Proper .htpasswd usage

Whymarrh picture Whymarrh · Sep 6, 2012 · Viewed 17.2k times · Source

Assuming a small (pages < 5) site, what is the proper usage of .htaccess and .htpassword? I recently watched a tutorial from Nettuts+ where this sample code was given:

.htaccess

AuthName "Login title"
AuthType Basic
AuthUserFile /path/to/.htpasswd
require valid-user

.htpasswd (created using htpasswd -c <file> <username> command)

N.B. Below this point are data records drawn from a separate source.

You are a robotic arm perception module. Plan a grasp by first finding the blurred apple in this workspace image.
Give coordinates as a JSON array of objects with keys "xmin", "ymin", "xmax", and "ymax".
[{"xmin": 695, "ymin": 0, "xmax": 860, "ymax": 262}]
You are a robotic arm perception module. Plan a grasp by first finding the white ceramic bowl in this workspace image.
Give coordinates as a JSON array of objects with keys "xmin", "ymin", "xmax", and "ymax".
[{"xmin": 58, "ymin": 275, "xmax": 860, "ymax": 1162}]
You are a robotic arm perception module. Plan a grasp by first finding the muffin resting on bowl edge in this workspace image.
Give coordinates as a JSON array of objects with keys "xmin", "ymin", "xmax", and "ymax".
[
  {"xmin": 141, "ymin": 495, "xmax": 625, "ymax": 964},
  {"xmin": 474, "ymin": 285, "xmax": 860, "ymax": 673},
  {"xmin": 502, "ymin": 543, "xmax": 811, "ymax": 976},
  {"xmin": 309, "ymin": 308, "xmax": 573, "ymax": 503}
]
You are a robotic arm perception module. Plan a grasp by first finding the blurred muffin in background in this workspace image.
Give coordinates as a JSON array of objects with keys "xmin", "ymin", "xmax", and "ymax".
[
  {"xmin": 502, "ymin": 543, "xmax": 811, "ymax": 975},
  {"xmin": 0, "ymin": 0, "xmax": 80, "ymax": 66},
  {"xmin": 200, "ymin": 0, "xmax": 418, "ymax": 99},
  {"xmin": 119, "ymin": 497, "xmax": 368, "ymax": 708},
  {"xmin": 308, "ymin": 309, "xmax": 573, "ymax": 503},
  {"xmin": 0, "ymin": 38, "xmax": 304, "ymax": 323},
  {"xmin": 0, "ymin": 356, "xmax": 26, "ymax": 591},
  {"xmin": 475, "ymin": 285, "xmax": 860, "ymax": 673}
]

username:encrypted-version-of-password

I am also curious as to the actual level of security this provides: can it be bypassed easily? If Apache by default does not allow users to access either of the two files directly, do they need to be outside the public directory? Are there any speed implications?

Answer

Will Palmer picture Will Palmer · Sep 15, 2012

What level of security does this provide?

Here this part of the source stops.